1. ## simple question about autonomous first-order DEs

consider the autonomous first-order equation $\displaystyle dy/dx = y - y^3$. and the initial condition $\displaystyle y(0)=y_0$. How do you go about drawing the graph of a typical solution $\displaystyle y(x)$ when
a)$\displaystyle y_0>1$
b)$\displaystyle 0<y_0<1$

2. Have you solved it yet?
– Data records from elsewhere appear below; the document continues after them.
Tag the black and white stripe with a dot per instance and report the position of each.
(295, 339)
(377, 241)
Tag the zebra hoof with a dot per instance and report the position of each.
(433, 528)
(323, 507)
What did you get?

3. The DE is of 'separable variables type' and can be written as...

$\displaystyle \frac{dy}{y\cdot (1-y^{2})} = dx$ (1)

Because is...

$\displaystyle \frac{1}{y\cdot (1-y^{2})} = \frac{1}{y} + \frac{y}{1-y^{2}}$ (2)

... is also...

$\displaystyle \int \frac{dy}{y\cdot (1-y^{2})} = \ln y - \frac{1}{2} \cdot \ln (1-y^{2}) + \ln c$ (3)

... so that the solution of (1) is...

$\displaystyle \frac{y}{\sqrt{1-y^{2}}} = c \cdot e^{x}$ (4)

... that can be 'explicitate' as function of x as...

$\displaystyle y= \pm \frac{c\cdot e^{x}}{\sqrt{1+c^{2}\cdot e^{2x}}}$ (5)

If now we intend to impose the initial condition $\displaystyle y(0)= y_{0}$ we 'discover' that we can do it only if is $\displaystyle |y_{0}|<1$. To overcome the handycap in case $\displaystyle |y_{0}|>1$ we write (2) as...

$\displaystyle \frac{1}{y\cdot (1-y^{2})} = \frac{1}{y} - \frac{y}{y^{2}-1}$ (6)

... and repeat the procedure obtaining...

$\displaystyle y= \pm \frac{c\cdot e^{x}}{\sqrt{c^{2}\cdot e^{2x}-1}}$ (7)

Kind regards

$\displaystyle \chi$ $\displaystyle \sigma$